Arxiv is a repository, providing access, not a publisher of refereed research. It is the many different journals in which Arxiv’s depositors publish who are still the ones doing the refereeing and the publishing (i.e., implementing the peer review process and certifying the outcome, if successful, as having met that journal’s established quality standards). And journals need to recover the costs of providing that essential service, either via journal subscriptions tolls or via “author pays” (i.e., article publication fees)

Once the burden of hosting, access-provision and archiving is offloaded onto each author’s institution, the only service that journals will need to provide is peer review, and hence journals will be charging institutions a lot less than they are charging now. (Print editions as well as online editions and their costs will be gone too.)

Overlay journals are also very interesting and I hope will grow in number. This does not seem to be happening yet though. A trend we see right now is a rather problematic increase in the number of low quality author-pays website-and-little-else online journals. They aggressively promote their articles through openaccess services such as arXiv while established journals wrestle with the transition.
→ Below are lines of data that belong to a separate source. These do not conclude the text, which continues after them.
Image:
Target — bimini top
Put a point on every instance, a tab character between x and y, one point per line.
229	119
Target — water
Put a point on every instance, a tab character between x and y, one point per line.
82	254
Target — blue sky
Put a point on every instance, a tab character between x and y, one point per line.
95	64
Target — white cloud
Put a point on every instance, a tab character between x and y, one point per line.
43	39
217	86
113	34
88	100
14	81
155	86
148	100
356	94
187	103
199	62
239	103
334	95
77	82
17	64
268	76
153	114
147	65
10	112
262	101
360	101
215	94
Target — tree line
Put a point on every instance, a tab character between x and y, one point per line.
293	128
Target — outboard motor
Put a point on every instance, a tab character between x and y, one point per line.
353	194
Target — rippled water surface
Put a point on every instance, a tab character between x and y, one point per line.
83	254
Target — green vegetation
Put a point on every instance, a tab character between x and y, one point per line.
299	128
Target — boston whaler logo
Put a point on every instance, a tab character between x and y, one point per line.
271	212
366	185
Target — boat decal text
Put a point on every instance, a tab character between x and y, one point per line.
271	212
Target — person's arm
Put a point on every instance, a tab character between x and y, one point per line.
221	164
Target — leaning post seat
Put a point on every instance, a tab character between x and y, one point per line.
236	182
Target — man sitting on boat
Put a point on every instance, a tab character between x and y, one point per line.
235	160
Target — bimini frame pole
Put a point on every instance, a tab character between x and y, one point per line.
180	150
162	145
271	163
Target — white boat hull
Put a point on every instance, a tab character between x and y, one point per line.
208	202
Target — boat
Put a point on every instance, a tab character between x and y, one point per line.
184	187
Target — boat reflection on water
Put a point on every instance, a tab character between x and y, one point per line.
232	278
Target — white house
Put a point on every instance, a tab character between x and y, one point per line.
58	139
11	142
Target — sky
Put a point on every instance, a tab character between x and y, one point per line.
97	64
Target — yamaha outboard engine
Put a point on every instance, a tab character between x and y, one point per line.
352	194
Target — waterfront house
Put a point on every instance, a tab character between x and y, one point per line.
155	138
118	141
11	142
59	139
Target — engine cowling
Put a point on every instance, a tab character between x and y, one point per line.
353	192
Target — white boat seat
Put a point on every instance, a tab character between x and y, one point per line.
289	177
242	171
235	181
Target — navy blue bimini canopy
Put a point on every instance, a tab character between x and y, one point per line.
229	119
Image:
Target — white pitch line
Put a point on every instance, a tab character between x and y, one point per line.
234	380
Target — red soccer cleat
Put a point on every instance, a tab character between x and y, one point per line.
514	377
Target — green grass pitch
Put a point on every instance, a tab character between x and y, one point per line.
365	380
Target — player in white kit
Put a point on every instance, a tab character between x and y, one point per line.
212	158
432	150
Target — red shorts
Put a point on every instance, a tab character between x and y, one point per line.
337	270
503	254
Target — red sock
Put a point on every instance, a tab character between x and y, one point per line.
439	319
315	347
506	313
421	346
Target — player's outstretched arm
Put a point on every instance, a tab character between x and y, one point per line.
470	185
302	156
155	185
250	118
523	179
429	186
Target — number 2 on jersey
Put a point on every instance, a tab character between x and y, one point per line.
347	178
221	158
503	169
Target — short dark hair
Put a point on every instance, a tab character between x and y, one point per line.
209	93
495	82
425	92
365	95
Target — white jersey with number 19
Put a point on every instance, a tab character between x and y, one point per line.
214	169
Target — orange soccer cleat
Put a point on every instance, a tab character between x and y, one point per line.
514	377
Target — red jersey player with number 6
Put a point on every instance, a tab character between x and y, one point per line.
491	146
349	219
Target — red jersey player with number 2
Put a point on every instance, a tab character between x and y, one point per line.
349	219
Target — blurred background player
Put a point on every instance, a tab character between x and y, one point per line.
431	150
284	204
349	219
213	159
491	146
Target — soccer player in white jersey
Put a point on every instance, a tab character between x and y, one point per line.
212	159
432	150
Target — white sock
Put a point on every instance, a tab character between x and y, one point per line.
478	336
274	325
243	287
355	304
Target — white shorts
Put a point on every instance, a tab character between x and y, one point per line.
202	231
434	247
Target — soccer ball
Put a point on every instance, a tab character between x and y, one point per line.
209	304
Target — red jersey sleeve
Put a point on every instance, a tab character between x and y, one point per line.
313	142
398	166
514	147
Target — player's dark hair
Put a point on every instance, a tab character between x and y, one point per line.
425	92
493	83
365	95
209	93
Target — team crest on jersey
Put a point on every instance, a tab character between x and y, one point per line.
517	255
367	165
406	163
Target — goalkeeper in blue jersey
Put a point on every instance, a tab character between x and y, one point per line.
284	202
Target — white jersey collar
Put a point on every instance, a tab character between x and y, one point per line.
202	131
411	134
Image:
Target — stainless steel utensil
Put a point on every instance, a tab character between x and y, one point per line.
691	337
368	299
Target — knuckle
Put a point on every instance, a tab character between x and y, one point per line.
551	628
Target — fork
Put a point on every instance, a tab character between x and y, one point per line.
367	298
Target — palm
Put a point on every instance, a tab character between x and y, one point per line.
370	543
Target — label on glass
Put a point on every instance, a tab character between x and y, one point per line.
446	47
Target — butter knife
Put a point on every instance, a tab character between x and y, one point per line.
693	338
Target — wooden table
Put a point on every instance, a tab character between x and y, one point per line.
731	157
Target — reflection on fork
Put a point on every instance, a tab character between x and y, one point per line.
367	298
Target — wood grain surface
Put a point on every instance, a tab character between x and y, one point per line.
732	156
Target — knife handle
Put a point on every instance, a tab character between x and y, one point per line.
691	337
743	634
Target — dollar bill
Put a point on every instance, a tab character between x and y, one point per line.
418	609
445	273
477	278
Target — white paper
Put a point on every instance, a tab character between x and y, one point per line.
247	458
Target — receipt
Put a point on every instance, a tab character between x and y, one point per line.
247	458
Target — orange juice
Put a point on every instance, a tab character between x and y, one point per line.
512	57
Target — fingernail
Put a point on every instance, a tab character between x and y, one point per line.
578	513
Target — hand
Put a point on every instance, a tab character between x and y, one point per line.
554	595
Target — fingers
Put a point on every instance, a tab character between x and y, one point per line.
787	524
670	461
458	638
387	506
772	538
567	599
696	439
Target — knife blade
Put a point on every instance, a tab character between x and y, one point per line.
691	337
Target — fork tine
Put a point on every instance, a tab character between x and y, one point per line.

On this you are entirely right, Simeon (though I think the term “overlay journals” is a misdescription of what may eventually come to pass, once all refereed, published articles are being self-archived in their author’s IR).

(And Cornell is aiding and abetting the very trend you mention, by agreeing pre-emptively to subsidize “author pays” costs for (some of) Cornell authors’ articles while failing to mandate self-archiving of all of Cornell authors’ articles, cost-free!)


Harnad, S. (2009) The PostGutenberg Open Access Journal. In: Cope, B. & Phillips, A (Eds.) The Future of the Academic Journal. Chandos.

In all of this the tools necessary to use IR content effectively still lag well behind the facilities offered by subject repositories.

Many of the necessary tools are not needed at the individual IR level, because search takes place at the harvester level.

What IRs lack is not tools, but content. Once we have the OA’s target content (refereed journal articles), developing the tools is a piece of cake.

One should also not underestimate the cost of building effective collections over harvested data (see, for example, the NSDL experience)

We can cross that bridge when we get to it — if Google Scholar does not cross it for us — once the target content is indeed being deposited in the IRs, globally — because deposit has been universally mandated at long last.

Stevan Harnad
American Scientist Open Access Forum